Sub-Queries in Conditionals

It is possible to use sub-queries in conditional statements that will resolve to a boolean value. For instance, we can check to see if a sub-query returns an empty result by issuing: EXISTS(<sub-query>), which will return TRUE if not empty. We can also check for a specific value in a sub-query: <value> IN (<sub-query>), which will resolve to TRUE if the value matches. It is also possible to check if a condition holds true for ALL rows: >= ALL(<sub-query>) or only some. ANY: >= ANY(<sub-query>)

Here we check for students where gpa is greater or equal to the gpa of all students, this will result in the query returning the maximum gpa. You can conceptualize this nested query as being two nested for-loops, although this is not what the Database System is actually doing to the data.

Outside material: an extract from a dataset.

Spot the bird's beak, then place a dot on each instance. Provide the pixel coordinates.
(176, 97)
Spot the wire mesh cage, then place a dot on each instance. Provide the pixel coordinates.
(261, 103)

SELECT studentname FROM studentstable WHERE gpa >= (SELECT gpa FROM studentstable);

Data Storage

Data Storage Hardware

The Memory Hierarchy in Computer Science, refers to the relation between access speed and storage capacity. Usually, the higher the speed, the lower the capacity, and so this creates a triangle with very fast memory inside the CPU called registers at the top of the pyramid and slower magnetic tape backups at the bottom. It is also important to remember that storage is either volatile or non-volatile, meaning data will either disappear once power is cycled, or persist in a stable way between states. Data must move through this hierarchy up towards the processor, so the processor can access the stored information.

  • Registers -- Volatile
    • Fastest Access
    • Smallest Capacity
    • Highest Cost
    • Limited Function
  • CPU Cache -- Volatile
    • L1 (fastest), L2 (faster), L3 (fast) Caches
    • Near Instantaneous Access (~1 Nanosecond)
    • Very High Bandwidth (Hundreds to Thousands of GB/s)
    • Very Low Capacity (Tens of Kilobytes)
    • Very Expensive (Hundreds of $/GB)
  • Main Memory -- Volatile
    • Very Fast Access (~Tens of Nanoseconds)
    • Low Capacity (Tens to Hundreds of Gigabytes)
    • High Bandwidth (~GB/s)
    • Expensive (Many $/GB)
  • Flash Memory -- Non-Volatile
    • Fast Access (~1 Millisecond)
    • High Capacity (Tens to Hundreds of Terabytes)
    • Elevated Read Speed (500MB/s)
    • Less Cheap ($0.25/GB)
  • Hard Disks -- Non-Volatile
    • Slow Access (10s of Milliseconds)
    • Moderate Capacity (Tens of Terabytes)
    • Moderate Read Speed (~200MB/s)
    • Cheap ($0.035/GB)
  • Tape Backups -- Non-Volatile
    • Slow Access (10s of Seconds)
    • Highest Capacity (Hundreds of Terabytes)
    • Moderate Read Speed (~300MB/s)
    • Very Cheap ($0.02/GB)

Relevance for DBMS

Databases management system design is influenced by the memory hierarchy. Capacity limits force data down the hierarchy and access speed, which becomes a bottleneck the lower we go down the hierarchy, is influenced by how the databases algorithms were created. Random access to data is 'expensive', in Computer Science terms this costliness is described with mathematical notation referred to as big-O notation, which describes "limiting behavior of a function when the argument tends towards a particular value".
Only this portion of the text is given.